At QCon NY, Adam Ernst talked about the way Facebook is rewriting their UIs to use a functional approach. When all the UI components subscribing to the model, and the model subscribing to UI components (even through the controller), it’s a whole wad of interconnectedness.

Instead, it has been decreed that all data flows from the top. The GUI structure is a function of the model state. If a GUI component wishes to change the model state, that event triggers a regeneration of the GUI structure. Then, for performance, React.js does a comparison of the newly-desired DOM with the existing one, and updates only the parts that have changed.

Data flowing in one direction is a crucial part of functional programming. Persistent data structures, copy-on-mutate with structural sharing, and two-way links between parts of the structure don’t go together. Choose the first two.

In higher-level architectures, microservices are all the rage. Unlike old-style legible architecture diagrams, the dependency diagram in microservices looks like the death star. Services connect directly to each other willy-nilly.

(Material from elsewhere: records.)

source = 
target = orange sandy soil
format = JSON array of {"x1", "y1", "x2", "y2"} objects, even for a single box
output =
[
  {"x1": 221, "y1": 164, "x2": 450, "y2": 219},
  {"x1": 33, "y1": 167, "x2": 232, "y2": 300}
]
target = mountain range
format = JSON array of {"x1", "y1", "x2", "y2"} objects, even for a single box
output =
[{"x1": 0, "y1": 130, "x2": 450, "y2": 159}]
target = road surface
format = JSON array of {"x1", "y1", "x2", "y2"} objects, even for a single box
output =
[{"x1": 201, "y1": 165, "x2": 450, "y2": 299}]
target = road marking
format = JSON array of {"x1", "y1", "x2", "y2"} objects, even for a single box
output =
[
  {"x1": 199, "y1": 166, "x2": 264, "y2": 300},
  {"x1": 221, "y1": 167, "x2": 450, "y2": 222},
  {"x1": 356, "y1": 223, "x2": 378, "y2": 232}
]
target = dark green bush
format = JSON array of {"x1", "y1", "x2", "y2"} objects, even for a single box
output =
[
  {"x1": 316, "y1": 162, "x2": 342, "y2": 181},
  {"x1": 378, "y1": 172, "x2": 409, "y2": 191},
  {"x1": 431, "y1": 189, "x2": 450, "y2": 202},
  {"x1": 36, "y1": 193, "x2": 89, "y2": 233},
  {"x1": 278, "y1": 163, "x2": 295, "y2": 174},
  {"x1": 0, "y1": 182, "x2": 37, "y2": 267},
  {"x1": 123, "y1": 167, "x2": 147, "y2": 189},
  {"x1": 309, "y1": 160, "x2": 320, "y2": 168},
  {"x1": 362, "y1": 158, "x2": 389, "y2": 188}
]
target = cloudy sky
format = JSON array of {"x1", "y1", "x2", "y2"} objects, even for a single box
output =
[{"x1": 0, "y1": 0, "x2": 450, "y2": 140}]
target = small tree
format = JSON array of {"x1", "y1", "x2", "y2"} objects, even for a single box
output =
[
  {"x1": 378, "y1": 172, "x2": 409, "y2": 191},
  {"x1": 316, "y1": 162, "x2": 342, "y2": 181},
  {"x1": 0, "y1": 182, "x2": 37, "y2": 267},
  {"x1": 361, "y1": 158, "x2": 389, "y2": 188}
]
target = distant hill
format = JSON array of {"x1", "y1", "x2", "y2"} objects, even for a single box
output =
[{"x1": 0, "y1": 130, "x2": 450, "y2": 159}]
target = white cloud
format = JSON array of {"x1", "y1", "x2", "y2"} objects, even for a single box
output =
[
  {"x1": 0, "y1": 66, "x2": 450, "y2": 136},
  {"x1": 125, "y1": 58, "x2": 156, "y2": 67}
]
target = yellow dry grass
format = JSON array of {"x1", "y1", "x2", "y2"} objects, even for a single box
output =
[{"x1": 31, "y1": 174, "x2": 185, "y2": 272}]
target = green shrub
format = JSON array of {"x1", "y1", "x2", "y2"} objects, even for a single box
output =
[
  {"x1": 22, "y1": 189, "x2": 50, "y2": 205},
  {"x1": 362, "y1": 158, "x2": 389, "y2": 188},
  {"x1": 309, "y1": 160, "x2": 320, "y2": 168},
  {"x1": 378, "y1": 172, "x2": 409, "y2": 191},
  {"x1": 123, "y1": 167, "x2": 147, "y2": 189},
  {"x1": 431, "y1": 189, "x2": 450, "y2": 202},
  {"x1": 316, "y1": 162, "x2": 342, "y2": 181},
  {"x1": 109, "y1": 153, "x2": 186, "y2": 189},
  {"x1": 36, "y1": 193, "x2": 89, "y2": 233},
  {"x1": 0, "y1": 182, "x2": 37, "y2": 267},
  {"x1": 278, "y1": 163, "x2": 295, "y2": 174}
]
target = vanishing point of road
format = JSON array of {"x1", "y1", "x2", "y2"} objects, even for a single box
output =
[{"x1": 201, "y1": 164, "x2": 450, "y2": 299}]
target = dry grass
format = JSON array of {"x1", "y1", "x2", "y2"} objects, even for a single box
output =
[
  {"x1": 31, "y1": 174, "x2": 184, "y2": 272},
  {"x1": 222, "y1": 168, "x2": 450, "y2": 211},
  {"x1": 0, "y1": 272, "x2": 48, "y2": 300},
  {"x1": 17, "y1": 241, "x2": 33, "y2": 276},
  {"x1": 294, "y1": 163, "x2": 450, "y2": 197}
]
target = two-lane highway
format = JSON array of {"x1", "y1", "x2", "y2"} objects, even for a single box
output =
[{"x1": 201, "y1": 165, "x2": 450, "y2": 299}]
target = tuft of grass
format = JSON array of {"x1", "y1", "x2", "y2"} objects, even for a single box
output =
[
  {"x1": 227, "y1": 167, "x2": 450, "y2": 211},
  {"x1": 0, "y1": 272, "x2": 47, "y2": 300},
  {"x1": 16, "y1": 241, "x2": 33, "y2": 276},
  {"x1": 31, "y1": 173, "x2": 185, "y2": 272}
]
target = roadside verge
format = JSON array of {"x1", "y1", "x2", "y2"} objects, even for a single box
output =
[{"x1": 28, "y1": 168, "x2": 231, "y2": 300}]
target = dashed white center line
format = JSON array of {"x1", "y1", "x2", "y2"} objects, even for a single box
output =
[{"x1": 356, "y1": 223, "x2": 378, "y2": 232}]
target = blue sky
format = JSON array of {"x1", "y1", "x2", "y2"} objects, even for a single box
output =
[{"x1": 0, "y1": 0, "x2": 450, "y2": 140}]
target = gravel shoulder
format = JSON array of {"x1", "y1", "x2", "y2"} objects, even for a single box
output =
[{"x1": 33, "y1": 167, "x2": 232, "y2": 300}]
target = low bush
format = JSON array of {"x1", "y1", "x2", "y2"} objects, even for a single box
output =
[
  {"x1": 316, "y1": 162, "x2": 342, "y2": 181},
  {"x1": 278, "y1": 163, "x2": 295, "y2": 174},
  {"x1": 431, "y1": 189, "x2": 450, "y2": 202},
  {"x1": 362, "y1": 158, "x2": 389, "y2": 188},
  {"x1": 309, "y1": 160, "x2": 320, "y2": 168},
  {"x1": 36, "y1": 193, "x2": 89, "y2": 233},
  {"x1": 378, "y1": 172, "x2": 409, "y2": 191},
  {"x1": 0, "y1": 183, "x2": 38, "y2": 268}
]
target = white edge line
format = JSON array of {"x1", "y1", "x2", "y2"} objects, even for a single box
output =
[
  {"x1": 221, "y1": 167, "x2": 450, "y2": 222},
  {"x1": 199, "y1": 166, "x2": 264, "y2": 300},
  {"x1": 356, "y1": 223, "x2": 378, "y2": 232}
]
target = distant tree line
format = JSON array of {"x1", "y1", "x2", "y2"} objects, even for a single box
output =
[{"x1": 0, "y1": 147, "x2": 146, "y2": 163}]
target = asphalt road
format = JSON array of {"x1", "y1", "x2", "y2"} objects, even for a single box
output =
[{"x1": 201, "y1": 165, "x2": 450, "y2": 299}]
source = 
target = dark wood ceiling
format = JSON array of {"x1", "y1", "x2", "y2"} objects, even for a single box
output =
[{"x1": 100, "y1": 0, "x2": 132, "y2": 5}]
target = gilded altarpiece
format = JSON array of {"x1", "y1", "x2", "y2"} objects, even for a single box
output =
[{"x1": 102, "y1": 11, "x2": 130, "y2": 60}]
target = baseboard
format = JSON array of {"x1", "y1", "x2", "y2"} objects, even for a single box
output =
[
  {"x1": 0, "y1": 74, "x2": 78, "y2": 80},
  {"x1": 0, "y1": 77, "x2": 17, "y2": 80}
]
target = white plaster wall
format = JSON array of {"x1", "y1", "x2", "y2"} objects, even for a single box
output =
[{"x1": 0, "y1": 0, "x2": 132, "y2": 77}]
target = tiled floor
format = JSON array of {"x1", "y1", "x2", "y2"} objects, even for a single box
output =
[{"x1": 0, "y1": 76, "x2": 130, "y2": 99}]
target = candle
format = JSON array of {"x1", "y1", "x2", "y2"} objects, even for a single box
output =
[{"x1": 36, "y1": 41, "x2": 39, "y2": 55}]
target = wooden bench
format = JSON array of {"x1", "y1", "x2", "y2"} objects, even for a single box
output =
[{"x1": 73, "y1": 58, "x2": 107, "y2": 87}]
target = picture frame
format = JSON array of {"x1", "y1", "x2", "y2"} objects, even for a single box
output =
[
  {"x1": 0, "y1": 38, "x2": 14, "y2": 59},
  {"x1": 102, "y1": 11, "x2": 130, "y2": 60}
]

There are alternative microstructure architectures that, like React.js, get the data flowing in one direction. Fred George describes putting all the messages on a bus (“the rapids”) and let services spy on the messages relevant for them (“the river”). The only output a service has is more messages, delivered into the rapids for any other service to consume.

This is cool in some ways. New services can build on what’s out there, without anyone knowing to send anything to them directly. However, the dependencies still exist. And it’s slower than direct connections.

What about… (also from a QCon session) OSGi is the very well-developed solution to this on the JVM. Anyone can look for a particular service, and get connected up through a trusted broker. Once the connection is made, it’s direct, no more overhead. Is that ideal?